The appropriate role of state governments in the merger review process has been the subject of vigorous debate among academics and policymakers. Supporters of state involvement argue that states may have unique local knowledge of competitive conditions or other comparative advantages which allow them to add value to the enforcement efforts of federal antitrust watchdogs at the Department of Justice (DOJ), the Federal Trade Commission (FTC), and the Federal Communications Commission (FCC). Critics question the benefits of state intervention, and also point to the costs, arguing that state reviews are duplicative, costly, and involve unnecessary delays. Critics also note that state enforcers face incentives to place parochial political interests ahead of overall consumer welfare or the broader public interest, and thus to impose merger conditions that benefit narrower constituencies to the detriment of the public at large. NERA has analyzed data that suggest these concerns are especially apposite to public utility commission (PUC) reviews of communications mergers. 

Verizon retained NERA to write a study that presents an empirical analysis of the effects of state PUC oversight of mergers involving communications carriers. NERA Managing Director Dr. Jeffrey A. Eisenach and Senior Consultant Dr. Robert Kulick explain that PUCs typically operate—like the FCC—under a broad and nebulous “public interest” standard, where the burden of proof is with the merging parties, unlike in antitrust review, where the burden is on the government. Also like the FCC, PUCs’ decisions not to approve mergers are, for procedural reasons, almost impossible to challenge in court. Thus, PUCs have a high degree of hold-up power over transactions, which allows them to extract “voluntary” concessions with little oversight. Further, unlike the FCC—which assesses the public interest from a national perspective—PUC interventions under the public interest mantle are often motivated by parochial concerns and local political interests. Thus, perversely, the merger conditions imposed by PUCs frequently come at the direct expense of other states and undermine the achievement of national merger efficiencies.

The study goes on to discuss the law and economics of merger enforcement, focusing on both the substantive and procedural factors that bear on the appropriate role of state regulatory bodies in the review process and to present evidence based on a review of 40 major communications sector mergers from 2010–2017. Based on this review, Dr. Eisenach and Dr. Kulick present their empirical findings regarding the extent and nature of PUC interventions in communications mergers. They conclude with a brief summary of the findings.

Dr. Eisenach and Dr. Kulick’s analysis of the frequency and characteristics of PUC interventions in communications mergers provides new evidence that states impose significant and unnecessary costs in the form of procedural burdens and delays, and that the concessions they extract tend to serve narrow interests rather than the overall public interest.
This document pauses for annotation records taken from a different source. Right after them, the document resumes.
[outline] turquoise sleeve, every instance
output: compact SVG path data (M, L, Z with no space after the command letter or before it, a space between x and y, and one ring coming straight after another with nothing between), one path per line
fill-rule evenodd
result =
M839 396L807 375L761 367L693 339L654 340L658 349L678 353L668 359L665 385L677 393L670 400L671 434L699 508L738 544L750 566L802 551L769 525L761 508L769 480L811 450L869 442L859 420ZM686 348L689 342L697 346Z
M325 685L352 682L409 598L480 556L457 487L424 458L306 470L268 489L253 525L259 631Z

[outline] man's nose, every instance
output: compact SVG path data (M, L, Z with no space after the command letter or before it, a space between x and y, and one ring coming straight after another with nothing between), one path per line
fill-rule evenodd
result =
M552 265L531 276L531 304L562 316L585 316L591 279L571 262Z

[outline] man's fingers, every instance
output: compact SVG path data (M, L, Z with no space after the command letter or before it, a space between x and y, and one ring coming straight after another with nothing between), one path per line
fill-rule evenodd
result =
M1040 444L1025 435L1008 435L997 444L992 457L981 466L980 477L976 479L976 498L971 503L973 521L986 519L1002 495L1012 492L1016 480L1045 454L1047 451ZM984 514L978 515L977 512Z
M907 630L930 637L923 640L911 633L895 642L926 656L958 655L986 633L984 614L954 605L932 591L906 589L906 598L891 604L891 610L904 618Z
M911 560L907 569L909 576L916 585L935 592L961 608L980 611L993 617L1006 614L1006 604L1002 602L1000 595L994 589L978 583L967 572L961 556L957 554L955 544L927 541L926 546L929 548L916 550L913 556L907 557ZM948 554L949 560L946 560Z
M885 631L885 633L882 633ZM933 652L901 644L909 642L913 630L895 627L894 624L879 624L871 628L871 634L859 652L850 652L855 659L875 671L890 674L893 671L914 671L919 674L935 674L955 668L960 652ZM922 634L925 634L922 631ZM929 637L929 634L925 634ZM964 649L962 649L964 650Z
The findings provide empirical support for concerns raised by academics and policymakers about the effects of state intervention in merger reviews, especially when interventions are undertaken by PUCs under a public interest standard in which the merging parties bear the burden of proof. PUC interventions in communications mergers impose significant direct and indirect costs on the merging parties. Because mergers are a key mechanism for reallocating resources to their highest valued economic uses, the costs and delays imposed by PUCs ultimately harm overall consumer welfare and economic performance. The use of merger reviews by PUCs to impose conditions on firms offering IP-based services (including conditions specifically relating to broadband) is increasingly at odds with federal policy, which preempts such services from state oversight in favor of a uniform national approach. Accordingly, policymakers at both the federal and state level should consider reforms that would significantly constrain the ability of PUCs to intervene in communications mergers.